Philosophy of use? Here's a general answer you can apply elsewhere.
Read a few examples of where a tool is useful. If you then find yourself lacking a reason to use that tool, because similar examples never arise for you, then forget about it. It may just not be applicable to your domain.
If all the data you are manipulating is in the RDBMS, then maybe you don't need Linq to Objects at all.
On the other hand... it may be that you're thinking of it as a way of doing some extra manipulation on data from the database, and so missing opportunities to tighten up the expressiveness of your code that has nothing to do with the database.
Example: you're reading a file consisting of lines of plain text.
var lines = File.ReadAllLines(fileName);
As it happens, lines
now contains an array of strings, but arrays support IEnumerable, so we can use Linq methods on them. Suppose you want to remove the lines with nothing in them:
var nonBlankLines = lines.Where(line => line.Trim() == string.Empty);
And suppose you wanted those strings in quotes (naive implementation - need to escape existing quotes!):
var quoted = lines.Where(line => line.Trim() == string.Empty)
.Select(line => "\"" + line + "\"");
(I like to line up successive operations with the dot-method aligned under each other.)
And unless I'm going to do something else with the lines, I'd do this:
var quoted = File.ReadAllLines(fileName)
.Where(line => line.Trim() == string.Empty)
.Select(line => "\"" + line + "\"");
And then suppose I want this all turned into a single string separated by commas, there's a method in string called Join
that can do that, if I turn it all into an array first:
var quoted = string.Join(", ",
File.ReadAllLines(fileName)
.Where(line => line.Trim() == string.Empty)

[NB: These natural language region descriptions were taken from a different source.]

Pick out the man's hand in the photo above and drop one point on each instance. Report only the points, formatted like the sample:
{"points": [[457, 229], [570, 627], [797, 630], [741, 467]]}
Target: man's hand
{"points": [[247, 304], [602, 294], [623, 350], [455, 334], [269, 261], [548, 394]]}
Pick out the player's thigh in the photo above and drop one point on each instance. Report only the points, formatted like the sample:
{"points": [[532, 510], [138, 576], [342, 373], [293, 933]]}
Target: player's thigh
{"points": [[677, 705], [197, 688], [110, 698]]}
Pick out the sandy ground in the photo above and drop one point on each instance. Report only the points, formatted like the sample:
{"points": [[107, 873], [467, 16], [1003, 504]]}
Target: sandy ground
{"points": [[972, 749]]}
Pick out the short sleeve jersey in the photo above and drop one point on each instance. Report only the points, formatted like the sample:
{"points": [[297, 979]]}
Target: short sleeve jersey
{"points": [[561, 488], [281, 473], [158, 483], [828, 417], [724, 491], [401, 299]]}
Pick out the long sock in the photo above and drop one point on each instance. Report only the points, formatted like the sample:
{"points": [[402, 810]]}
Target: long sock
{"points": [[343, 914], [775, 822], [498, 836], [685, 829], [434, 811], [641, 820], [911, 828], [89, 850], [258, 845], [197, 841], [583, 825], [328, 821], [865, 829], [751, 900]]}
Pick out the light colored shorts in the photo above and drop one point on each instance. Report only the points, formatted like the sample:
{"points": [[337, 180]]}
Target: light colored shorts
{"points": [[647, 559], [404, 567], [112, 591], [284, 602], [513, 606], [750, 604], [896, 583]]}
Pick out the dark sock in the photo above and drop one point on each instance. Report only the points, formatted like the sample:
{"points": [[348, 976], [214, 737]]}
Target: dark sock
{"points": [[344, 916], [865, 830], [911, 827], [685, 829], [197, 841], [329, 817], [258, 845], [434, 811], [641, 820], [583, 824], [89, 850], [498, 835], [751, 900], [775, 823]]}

.Select(line => "\"" + line + "\"")
.ToArray());
Or we can use a Linqy way of doing it:
var quoted = File.ReadAllLines(fileName)
.Where(line => line.Trim() == string.Empty)
.Select(line => "\"" + line + "\"")
.Aggregate((a, b) => a + ", " + b);
Also it's no big deal to fill in a few blanks where you find there's no existing operator for what you need (although sometimes there turns out to already be one). One big one that is missing is an opposite to Aggregate
, which I've taken to calling Util.Generate
:
IEnumerable<T> Generate<T>(T item, Func<T, T> generator)
{
for (; item != null; item = generator(item))
yield return item;
}
This comes in very handy when you've got a linked list, of the kind that crop up occasionally in object models. An example is Exception.InnerException
, which allows exceptions to form a linked list, with the innermost one at the end. Suppose we want to display the message from the innermost exception of x
only:
MessageBox.Show(Util.Generate(x, i => i.InnerException).Last().Message);
The Generate
helper method converts the linked list into an IEnumerable, allowing other Linq methods to work on it. It just needs to be given a lambda to tell it how to get to the next item from the current one.
Maybe this will get you started, or maybe you need more examples, or maybe you literally never manipulate any data that isn't sourced from the RDBMS.